Let `y=sin^(2)x+cos^(4)x`. Then, for all real x
(a) the maximum value of y is 2
(b) the minimum value of y is `3/4`

To solve the problem, we need to analyze the expression \( y = \sin^2 x + \cos^4 x \). We will find both the maximum and minimum values of \( y \). ### Step 1: Rewrite \( \cos^4 x \) We can express \( \cos^4 x \) in terms of \( \sin^2 x \): \[ \cos^4 x = (\cos^2 x)^2 = (1 - \sin^2 x)^2 \] Thus, we can rewrite \( y \) as: \[ y = \sin^2 x + (1 - \sin^2 x)^2 \] ### Step 2: Expand the expression Now, we expand \( (1 - \sin^2 x)^2 \): \[ (1 - \sin^2 x)^2 = 1 - 2\sin^2 x + \sin^4 x \] Substituting this back into the expression for \( y \): \[ y = \sin^2 x + 1 - 2\sin^2 x + \sin^4 x \] This simplifies to: \[ y = \sin^4 x - \sin^2 x + 1 \] ### Step 3: Let \( t = \sin^2 x \) Let \( t = \sin^2 x \).

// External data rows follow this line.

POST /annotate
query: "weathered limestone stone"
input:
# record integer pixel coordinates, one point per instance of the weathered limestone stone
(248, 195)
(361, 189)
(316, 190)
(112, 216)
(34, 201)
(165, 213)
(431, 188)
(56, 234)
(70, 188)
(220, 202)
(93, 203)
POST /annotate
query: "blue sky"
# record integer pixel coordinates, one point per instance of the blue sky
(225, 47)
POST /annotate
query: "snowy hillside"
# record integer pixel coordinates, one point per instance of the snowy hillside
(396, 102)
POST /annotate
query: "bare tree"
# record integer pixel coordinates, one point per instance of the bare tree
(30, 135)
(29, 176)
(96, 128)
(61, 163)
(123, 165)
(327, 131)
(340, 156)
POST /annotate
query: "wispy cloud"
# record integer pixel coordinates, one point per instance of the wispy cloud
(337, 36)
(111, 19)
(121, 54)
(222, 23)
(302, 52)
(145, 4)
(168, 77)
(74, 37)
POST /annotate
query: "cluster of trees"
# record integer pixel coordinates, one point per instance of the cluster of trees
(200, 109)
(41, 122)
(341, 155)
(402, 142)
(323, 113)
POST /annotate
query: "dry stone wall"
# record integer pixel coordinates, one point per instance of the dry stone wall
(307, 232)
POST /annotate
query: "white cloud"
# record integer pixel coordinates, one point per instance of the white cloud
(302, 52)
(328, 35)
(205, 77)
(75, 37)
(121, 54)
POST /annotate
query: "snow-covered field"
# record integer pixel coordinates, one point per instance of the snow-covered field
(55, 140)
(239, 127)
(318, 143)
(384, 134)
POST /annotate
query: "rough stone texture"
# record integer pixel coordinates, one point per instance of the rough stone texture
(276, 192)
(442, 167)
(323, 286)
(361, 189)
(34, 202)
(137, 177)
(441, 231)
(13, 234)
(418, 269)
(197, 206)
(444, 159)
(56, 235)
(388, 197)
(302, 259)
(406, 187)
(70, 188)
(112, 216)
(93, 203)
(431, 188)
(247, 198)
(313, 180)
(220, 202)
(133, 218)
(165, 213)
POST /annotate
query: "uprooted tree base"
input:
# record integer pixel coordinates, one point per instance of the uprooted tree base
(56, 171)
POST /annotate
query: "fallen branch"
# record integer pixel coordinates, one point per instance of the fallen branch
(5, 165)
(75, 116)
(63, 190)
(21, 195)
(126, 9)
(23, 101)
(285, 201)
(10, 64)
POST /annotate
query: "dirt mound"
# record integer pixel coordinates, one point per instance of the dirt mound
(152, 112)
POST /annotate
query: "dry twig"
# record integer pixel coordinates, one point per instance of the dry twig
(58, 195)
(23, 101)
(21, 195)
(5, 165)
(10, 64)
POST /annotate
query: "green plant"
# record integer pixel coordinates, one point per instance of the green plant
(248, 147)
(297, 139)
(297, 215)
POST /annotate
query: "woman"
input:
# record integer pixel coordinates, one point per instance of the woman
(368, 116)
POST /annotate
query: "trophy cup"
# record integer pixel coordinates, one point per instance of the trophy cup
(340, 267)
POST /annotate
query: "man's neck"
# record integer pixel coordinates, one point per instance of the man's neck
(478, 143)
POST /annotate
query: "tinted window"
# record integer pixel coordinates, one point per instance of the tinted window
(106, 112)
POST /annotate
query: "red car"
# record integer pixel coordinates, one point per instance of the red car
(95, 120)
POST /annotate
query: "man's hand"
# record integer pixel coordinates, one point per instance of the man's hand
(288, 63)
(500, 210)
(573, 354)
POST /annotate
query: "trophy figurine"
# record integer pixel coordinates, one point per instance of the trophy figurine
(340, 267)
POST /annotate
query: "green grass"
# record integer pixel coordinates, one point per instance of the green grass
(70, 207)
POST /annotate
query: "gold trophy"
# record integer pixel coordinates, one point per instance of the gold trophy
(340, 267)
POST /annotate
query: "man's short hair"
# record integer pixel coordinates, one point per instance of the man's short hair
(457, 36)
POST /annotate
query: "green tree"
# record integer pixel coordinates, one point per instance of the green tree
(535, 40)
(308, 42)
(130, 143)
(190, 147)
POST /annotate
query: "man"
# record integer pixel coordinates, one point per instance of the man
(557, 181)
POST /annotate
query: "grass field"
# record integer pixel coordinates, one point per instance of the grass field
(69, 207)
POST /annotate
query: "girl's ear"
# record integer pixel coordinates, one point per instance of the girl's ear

Since \( \sin^2 x \) can take values from 0 to 1, we have: \[ y = t^2 - t + 1 \] ### Step 4: Find the critical points To find the maximum and minimum values of \( y \), we differentiate \( y \) with respect to \( t \): \[ \frac{dy}{dt} = 2t - 1 \] Setting the derivative equal to zero gives: \[ 2t - 1 = 0 \implies t = \frac{1}{2} \] ### Step 5: Evaluate \( y \) at the critical point Now we evaluate \( y \) at \( t = \frac{1}{2} \): \[ y\left(\frac{1}{2}\right) = \left(\frac{1}{2}\right)^2 - \left(\frac{1}{2}\right) + 1 = \frac{1}{4} - \frac{1}{2} + 1 = \frac{1}{4} - \frac{2}{4} + \frac{4}{4} = \frac{3}{4} \] ### Step 6: Check the endpoints Next, we check the endpoints: - When \( t = 0 \): \[ y(0) = 0^2 - 0 + 1 = 1 \] - When \( t = 1 \): \[ y(1) = 1^2 - 1 + 1 = 1 \] ### Conclusion Thus, the minimum value of \( y \) is \( \frac{3}{4} \) (at \( t = \frac{1}{2} \)), and the maximum value of \( y \) is \( 1 \) (at both \( t = 0 \) and \( t = 1 \)). Therefore, we conclude: - The maximum value of \( y \) is \( 1 \). - The minimum value of \( y \) is \( \frac{3}{4} \). ### Final Answers: (a) The maximum value of \( y \) is **not** 2. (b) The minimum value of \( y \) is \( \frac{3}{4} \).